El bando sobre higiene obligaba a los vecinos a encargarse del barrido y del riego de las calles y las aceras en el espacio comprendido frente a las fachadas de sus casas.
Desde el ayuntamiento se emprendió una dura batalla contra la suciedad en aquel otoño de 1912. El teniente de alcalde accidental, Pérez Burillo, se erigió en uno de los paladines de la higiene pública. Acompañado del doctor Blanes se fue a visitar los lavaderos que existían en la zona del puerto, en el barrio de La Chanca. En el lavadero de Cadenas, junto a la rambla de Maromeros, procedieron al examen de las pilas ya la forma como se suministraban de agua, detectando que no reunían las debidas condiciones. El señor Burillo ordenó que se habilitara un pilón separado de los demás para las ropas que procedieran de las casas de los enfermos, que las pilas se alimentaran cada una de su grifo independiente y que las aguas no se embalsaran para que pasaran directamente a los pozos negros.

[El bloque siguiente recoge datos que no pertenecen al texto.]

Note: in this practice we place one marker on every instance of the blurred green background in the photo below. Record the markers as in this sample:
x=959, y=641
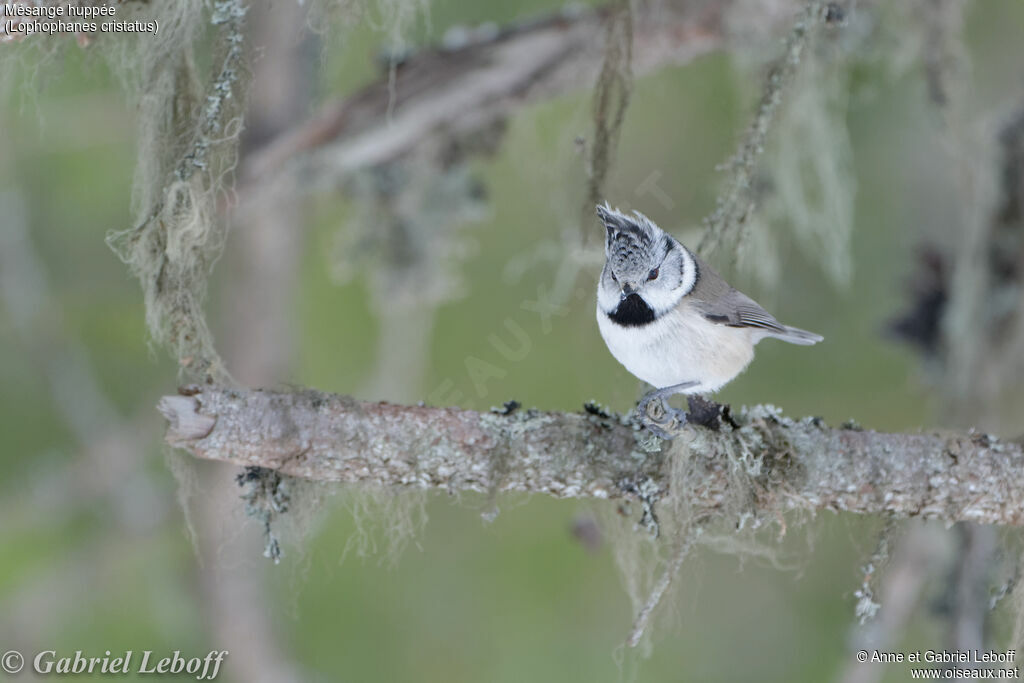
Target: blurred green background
x=94, y=566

Uno de los motivos del recorrido por los lavaderos de los barrios fue también elegir un sitio para instalar una legiadora mecánica, que finalmente se estableció en el lavadero de Cadenas. La instalación de este aparato de higiene obligaba a los usuarios del lavadero a pasar todas las ropas por la legiadora antes de ser lavadas, “quedando terminantemente prohibido el admitir ropas sin que hayan pasado previamente por la legiadora”, decía la orden municipal.
El 15 de noviembre, Pérez Burillo se presentó en la rambla de Maromeros y ordenó al alcalde de barrio de aquel cuartel que facilitara papeletas a los vecinos “de las cuevas y casitas contiguas a éstas” para que recogieran del parque de desinfección la cal y el cloruro necesario para la limpieza de las viviendas.
La medida de instalar máquinas legiadoras en los principales lavaderos no tuvo una buena acogida por parte del vecindario. El 15 de noviembre, el concejal Pérez Burillo tuvo que presentarse en el lavadero de Cadenas con los alcaldes de barrio y una pareja de municipales para hacer frente a un centenar de mujeres que se habían amotinado, negándose a pasar la ropa por la legiadora.
A mediados del mes de noviembre, Carlos Pérez Burillo, acompañado de los doctores Cordero, Verdejo, Blanes y Aráez, y de los practicantes Gil y Díaz, empezaron la campaña de vacunación por las escuelas. En el llamado barrio de las Mellizas volvieron los problemas para los practicantes porque la mayoría de los niños y muchachos de la zona, echaron a correr cerro arriba como si hubieran visto al mismo demonio.
Viendo que la deserción era generalizada, al concejal Burillo se lo ocurrió una idea para ganarse la confianza de los vecinos y que no huyeran: hizo saber a la gente que todo aquel que se presentase a vacunarse de forma voluntaria sería gratificado con dos perrillas.